Samir Gondaliya (@SamirGondaliya6)
Li Chaohan Bon (https://www.linkedin.com/in/lichaohan-bon/)
Sergius Low Jun Kai (https://www.linkedin.com/in/low-jun-kai-sergius/)
Wen Bin KONG (@kongwenbin, https://linkedin.com/in/kongwenbin)
Chacko K Abraham (https://www.linkedin.com/in/chacko-k-abraham-a1118b5a/)
Shiv Sahni (https://in.linkedin.com/in/shivsahni)
Mohammed Israil (@mdisrail2468)
Vismit Sudhir Rakhecha(Druk) (https://linkedin.com/in/vismit-sudhir-rakhecha-76209523)
Pethuraj M (https://www.pethuraj.in/)
Vanshit Malhotra - Hackdoor India (@vanshitmalhotra)
Husnain Iqbal (https://hackerone.com/husnain02)
Praveen Kumar R (https://www.facebook.com/pkravichandran)
Jayesh Patel: BreachLock (https://www.breachlock.com)
Ajay Subhash Sawant (https://www.linkedin.com/in/ajay-sawant-9a9a35147)
Mahendra Purbia (https://instagram.com/mayankpurbiamahi_official)
Mirza Muhammad Fauzan (https://www.facebook.com/profile.php?id=100004054759339)
Pratik Dabhi (https://www.linkedin.com/in/pratikmdabhi)

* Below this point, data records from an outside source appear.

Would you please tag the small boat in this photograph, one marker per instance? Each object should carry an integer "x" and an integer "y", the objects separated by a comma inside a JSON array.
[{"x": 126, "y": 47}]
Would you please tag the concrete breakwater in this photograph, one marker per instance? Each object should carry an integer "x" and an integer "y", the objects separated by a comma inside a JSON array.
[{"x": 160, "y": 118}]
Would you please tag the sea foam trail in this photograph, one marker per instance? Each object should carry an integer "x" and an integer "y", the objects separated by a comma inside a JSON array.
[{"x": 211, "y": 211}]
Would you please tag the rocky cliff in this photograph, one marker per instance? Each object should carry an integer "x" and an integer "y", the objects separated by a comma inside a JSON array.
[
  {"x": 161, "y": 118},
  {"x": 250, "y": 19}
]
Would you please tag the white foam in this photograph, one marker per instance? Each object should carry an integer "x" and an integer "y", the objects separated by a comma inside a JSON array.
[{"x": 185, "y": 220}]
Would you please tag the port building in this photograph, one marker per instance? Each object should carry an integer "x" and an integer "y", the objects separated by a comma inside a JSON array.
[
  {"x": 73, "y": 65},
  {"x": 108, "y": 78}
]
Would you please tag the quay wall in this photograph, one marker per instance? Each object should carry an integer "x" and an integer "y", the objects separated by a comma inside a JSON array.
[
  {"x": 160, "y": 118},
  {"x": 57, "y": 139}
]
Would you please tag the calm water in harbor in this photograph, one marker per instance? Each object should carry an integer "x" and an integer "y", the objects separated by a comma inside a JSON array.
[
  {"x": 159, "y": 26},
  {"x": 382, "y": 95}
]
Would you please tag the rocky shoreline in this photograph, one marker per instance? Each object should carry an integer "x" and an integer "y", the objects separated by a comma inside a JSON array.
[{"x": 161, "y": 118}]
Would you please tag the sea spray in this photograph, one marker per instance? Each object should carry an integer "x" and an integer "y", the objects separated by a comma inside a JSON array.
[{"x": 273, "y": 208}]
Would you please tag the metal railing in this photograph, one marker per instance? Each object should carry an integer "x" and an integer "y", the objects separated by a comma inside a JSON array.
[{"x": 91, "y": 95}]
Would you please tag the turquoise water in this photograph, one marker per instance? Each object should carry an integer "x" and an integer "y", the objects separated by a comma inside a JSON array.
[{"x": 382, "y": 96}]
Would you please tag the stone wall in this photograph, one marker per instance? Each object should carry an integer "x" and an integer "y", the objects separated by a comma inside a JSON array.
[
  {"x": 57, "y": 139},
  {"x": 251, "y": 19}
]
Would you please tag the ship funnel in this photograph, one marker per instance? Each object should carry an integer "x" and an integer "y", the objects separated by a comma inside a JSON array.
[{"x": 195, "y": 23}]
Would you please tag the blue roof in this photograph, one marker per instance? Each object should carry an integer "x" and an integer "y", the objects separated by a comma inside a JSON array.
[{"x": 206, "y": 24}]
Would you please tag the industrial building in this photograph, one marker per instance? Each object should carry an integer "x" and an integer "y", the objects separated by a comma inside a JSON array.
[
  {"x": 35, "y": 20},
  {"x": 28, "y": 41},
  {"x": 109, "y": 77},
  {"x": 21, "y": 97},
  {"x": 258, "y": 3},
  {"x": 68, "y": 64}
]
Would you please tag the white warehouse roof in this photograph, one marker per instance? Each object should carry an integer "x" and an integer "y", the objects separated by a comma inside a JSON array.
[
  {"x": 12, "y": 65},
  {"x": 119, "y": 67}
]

Raju Kumar (@Mrcyberwarrior) (https://www.linkedin.com/in/raju-kumar-738756130/)
Swapnil Vijay Maurya (https://www.linkedin.com/in/swapnil-m-545b2010a)
Udhaya Praveen S (https://www.linkedin.com/in/udhaya-praveen-s-5a3a03172)
Vijay Balaji M (https://www.linkedin.com/in/vijay-balaji-20307a113)
Rafid Hasan Khan (https://www.linkedin.com/in/rafid-hasan-khan-713946149)
Kitab Ahmed
Ismail Tasdelen (https://www.linkedin.com/in/ismailtasdelen/)
Anurag Muley (https://www.linkedin.com/in/ianuragmuley/)
Darshit Badani (https://www.linkedin.com/in/darshit-badani/)
Pratik Dabhi (@impratikdabhi)
Sohail Shaikh (ROOTxDEAD) (https://www.linkedin.com/in/rootxdead)
Aniruddh Mistry (https://www.linkedin.com/in/aniruddh-mistry-b8540069)
Mohd Asif Khan (https://www.linkedin.com/in/mohd-asif-khan-✪-5228a9179)
Maksym Bendeberia (https://www.linkedin.com/in/max-websafety-ninja/)
Pranit Krishna Mandhare (https://instagram.com/pranit___007?igshid=1nwsow1txcoaa)
Saranya N (https://www.linkedin.com/in/saranya-n-106217197/)
Lokesh Goyal (http://linkedin.com/in/lokesh-goyal-79a147157)
Arshad U (https://www.linkedin.com/in/arshad-u-7a7045207/)
Tushar Bhosale (https://www.linkedin.com/in/tushar-bhosale-1b834422b/)

Thank you for taking the time and effort to responsibly disclose this information to HealthUnlocked.